KL: Each book had a different reason. We started selling social consulting, so it made sense to write Twitter Marketing for Dummies. I wrote Branding Yourself because we started talking more about personal branding and how it affects your social career. Social CRM was because I went to work for ExactTarget. Then all the publications, like “Retail Touchpoints Exposed” and other eBooks, were thought leadership pieces for ExactTarget. I was doing three or four speaking engagements a week, and the content in those eBooks led to presentations at conferences. It all came back to branding, inflections in my career, and what I thought would benefit my personal brand, as well as the company I was with.
ML: You mentioned that you have spoken at a number of different conferences. How do you prepare? What’s your niche, if you will?

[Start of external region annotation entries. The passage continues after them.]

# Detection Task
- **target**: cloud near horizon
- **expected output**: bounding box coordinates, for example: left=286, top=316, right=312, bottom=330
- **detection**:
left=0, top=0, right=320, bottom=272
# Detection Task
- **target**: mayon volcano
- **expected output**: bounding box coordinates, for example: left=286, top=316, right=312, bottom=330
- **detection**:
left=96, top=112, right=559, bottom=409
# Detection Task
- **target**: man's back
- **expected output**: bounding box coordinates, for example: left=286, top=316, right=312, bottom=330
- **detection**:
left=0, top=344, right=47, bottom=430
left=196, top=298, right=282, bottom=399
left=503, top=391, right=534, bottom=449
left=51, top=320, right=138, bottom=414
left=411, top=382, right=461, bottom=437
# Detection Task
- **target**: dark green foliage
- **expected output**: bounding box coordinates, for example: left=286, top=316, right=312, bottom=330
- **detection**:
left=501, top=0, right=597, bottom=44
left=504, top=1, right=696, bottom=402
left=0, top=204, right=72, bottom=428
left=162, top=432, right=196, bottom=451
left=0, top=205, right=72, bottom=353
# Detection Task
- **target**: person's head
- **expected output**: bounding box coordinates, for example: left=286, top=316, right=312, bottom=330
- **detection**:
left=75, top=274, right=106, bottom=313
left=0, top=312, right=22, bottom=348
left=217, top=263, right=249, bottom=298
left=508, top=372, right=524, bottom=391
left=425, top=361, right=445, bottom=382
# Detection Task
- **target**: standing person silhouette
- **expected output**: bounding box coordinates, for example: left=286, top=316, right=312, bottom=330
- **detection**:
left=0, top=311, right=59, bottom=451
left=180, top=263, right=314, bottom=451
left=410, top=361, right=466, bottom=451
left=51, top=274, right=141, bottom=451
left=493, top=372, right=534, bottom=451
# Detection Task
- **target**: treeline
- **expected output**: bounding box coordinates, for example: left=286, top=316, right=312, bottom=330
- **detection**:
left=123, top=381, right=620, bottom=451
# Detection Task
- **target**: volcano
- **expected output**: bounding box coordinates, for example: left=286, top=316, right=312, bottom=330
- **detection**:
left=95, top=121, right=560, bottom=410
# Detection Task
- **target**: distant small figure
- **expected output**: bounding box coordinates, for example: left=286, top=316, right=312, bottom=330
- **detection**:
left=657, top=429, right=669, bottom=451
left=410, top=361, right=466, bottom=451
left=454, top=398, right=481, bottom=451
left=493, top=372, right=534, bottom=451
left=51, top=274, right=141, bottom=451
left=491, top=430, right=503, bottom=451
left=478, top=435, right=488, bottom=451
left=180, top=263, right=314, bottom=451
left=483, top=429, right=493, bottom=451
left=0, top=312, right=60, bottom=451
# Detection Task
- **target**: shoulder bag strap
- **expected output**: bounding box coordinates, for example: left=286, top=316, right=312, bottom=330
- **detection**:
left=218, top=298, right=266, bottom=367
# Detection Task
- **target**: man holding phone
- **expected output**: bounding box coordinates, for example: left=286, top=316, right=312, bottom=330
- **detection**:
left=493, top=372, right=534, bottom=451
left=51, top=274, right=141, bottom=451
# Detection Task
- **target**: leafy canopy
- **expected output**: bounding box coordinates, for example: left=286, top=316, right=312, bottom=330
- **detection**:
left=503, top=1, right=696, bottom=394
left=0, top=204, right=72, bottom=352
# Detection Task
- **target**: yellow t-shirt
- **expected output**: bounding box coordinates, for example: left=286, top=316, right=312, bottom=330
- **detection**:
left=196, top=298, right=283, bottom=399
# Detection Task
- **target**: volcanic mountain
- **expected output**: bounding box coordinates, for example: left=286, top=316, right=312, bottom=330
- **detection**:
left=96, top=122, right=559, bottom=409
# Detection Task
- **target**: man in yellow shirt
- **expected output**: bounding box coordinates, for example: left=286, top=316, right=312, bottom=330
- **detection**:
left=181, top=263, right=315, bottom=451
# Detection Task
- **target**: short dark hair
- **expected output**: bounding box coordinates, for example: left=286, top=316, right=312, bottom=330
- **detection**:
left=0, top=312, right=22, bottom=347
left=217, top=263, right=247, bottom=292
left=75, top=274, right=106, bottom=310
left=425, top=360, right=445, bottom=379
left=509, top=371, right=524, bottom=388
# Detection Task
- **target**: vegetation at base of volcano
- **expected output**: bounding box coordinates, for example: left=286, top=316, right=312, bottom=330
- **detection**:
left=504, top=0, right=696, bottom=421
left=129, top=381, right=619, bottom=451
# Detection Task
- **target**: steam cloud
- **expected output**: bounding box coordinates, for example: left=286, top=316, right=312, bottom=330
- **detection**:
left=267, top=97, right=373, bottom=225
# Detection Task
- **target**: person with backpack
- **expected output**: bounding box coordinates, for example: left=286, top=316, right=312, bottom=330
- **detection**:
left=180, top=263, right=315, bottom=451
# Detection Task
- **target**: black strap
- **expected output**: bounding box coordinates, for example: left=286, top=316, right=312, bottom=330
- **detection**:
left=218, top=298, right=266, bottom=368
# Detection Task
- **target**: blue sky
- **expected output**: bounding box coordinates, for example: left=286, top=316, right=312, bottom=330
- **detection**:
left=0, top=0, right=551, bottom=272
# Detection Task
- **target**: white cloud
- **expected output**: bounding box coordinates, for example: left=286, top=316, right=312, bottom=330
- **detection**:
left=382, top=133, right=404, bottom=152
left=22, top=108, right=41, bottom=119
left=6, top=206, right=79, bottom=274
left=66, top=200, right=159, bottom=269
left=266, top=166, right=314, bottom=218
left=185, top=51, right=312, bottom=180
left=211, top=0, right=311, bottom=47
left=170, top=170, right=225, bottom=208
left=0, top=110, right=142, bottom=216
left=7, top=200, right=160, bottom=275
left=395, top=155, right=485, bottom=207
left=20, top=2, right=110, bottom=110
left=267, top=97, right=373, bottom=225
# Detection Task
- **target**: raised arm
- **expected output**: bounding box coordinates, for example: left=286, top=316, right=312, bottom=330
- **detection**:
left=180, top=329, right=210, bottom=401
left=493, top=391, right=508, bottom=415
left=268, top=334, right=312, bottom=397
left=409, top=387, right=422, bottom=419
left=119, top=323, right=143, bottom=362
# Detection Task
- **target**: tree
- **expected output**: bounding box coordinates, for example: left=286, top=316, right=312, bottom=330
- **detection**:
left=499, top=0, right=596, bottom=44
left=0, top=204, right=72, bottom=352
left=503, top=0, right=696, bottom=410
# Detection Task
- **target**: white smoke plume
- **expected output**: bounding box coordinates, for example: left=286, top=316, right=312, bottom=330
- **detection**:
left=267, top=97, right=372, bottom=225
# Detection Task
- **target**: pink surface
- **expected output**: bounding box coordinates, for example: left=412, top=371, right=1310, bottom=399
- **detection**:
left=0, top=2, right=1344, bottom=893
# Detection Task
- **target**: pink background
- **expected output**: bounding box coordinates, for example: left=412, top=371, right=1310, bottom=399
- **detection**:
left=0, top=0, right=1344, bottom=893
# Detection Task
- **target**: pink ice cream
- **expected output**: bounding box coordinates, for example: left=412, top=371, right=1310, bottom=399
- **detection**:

KL: A lot of times it’s about doing the same type of presentation and having a theme. I like to focus on marketing trends, marketing disrupting software, and any technology disrupting certain industries. In terms of preparation, I’ve spoke at a lot of conferences. It helped me memorize and learn the nuances of the content and the audience. If you haven’t spoke at conferences before, then do the presentation multiple times by yourself in front of a mirror. You make sure the content you’re showing on the screen relates to the content you’re saying. If you practice, you usually feel better about it, but I think anybody is going to be nervous until they do it a lot. You’ll learn to know the cues of when people are going to laugh, when they’re not going to laugh, when they’re going to be confused, all that type of stuff.
ML: One last question. Are there any new initiatives that you are working on?
KL: We publish five times a week on our Lab’s publication, which is labs.openviewpartners.com, which consists of thought leaders, our executive network, and people at OpenView writing about growing software companies. We spend a lot of time and energy producing content for that, and our contributors do as well. It’s the one spot an entrepreneur, CEO, or founder can go to get any information they can possibly need about growing a successful software company.